I knew that some of them had not had new posts for a while, but had kept them in the hope that one day the owner might take up blogging again.
But saddest of all were the ones that had been deleted or made “private”.
The problem with that is that all sorts of people make links to blog posts they find interesting. Deleting the blog, or making it inaccessible, is a bit like going to a library and snipping out a whole lot of the footnotes and bibliographical references in a lot of books. It’s a kind of vandalism. It’s actually worse, because it in effect removes the footnote from every copy of that book in the whole world, and indeed from every other book in which that book has been cited.

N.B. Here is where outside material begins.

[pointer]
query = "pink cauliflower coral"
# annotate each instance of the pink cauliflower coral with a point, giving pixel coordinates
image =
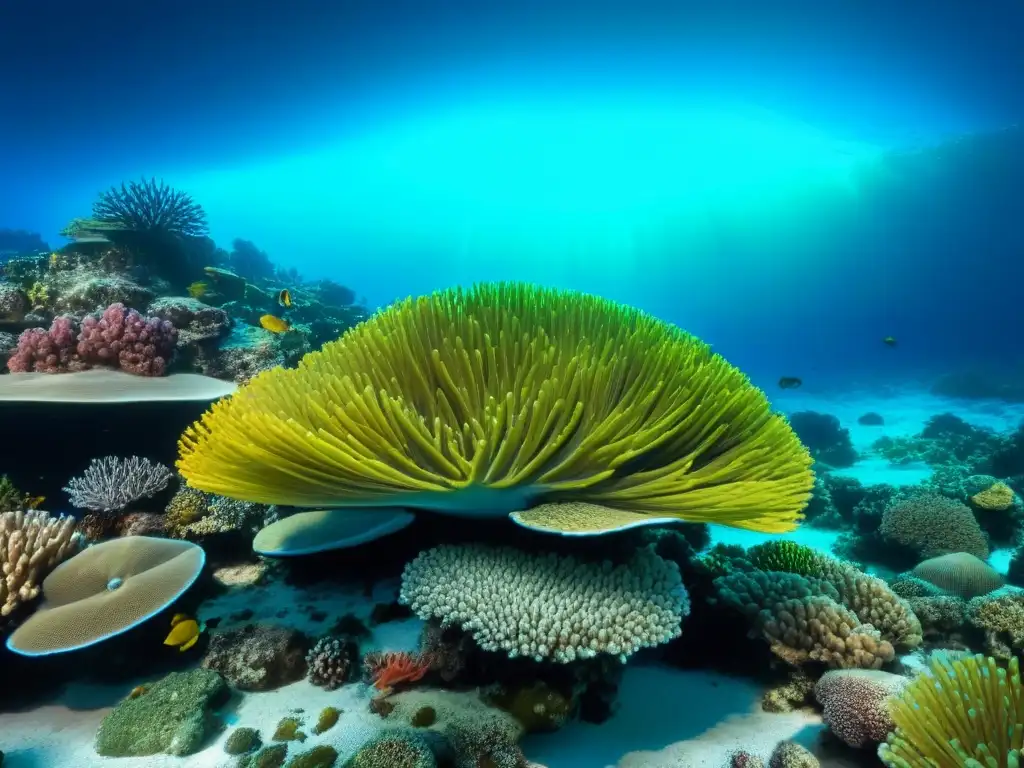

So even if you abandon your blog, and no longer want to write any more, try not to delete it. Of course if it is a “hosted blog” (something self-styled blog fundis recommend, but is generally a bad idea) you might no longer want to go on paying for the hosting, or you may die and your heirs may not want to go on paying. And of course a free hosting site may go belly-up, like Yahoo abandoning Geocities. Fortunately some others came to the rescue for that, though of course lots of the original links were still broken.
One of the broken links I found offered me the domain name for $1575. Imagine paying that for a “premium” domain name like “orthodoxywithapurpose.com”! I wonder how much they paid for it originally before abandoning it?
But it’s all a form of Internet entropy, and makes me wonder what will happen when there are more broken links than working links on the Internet.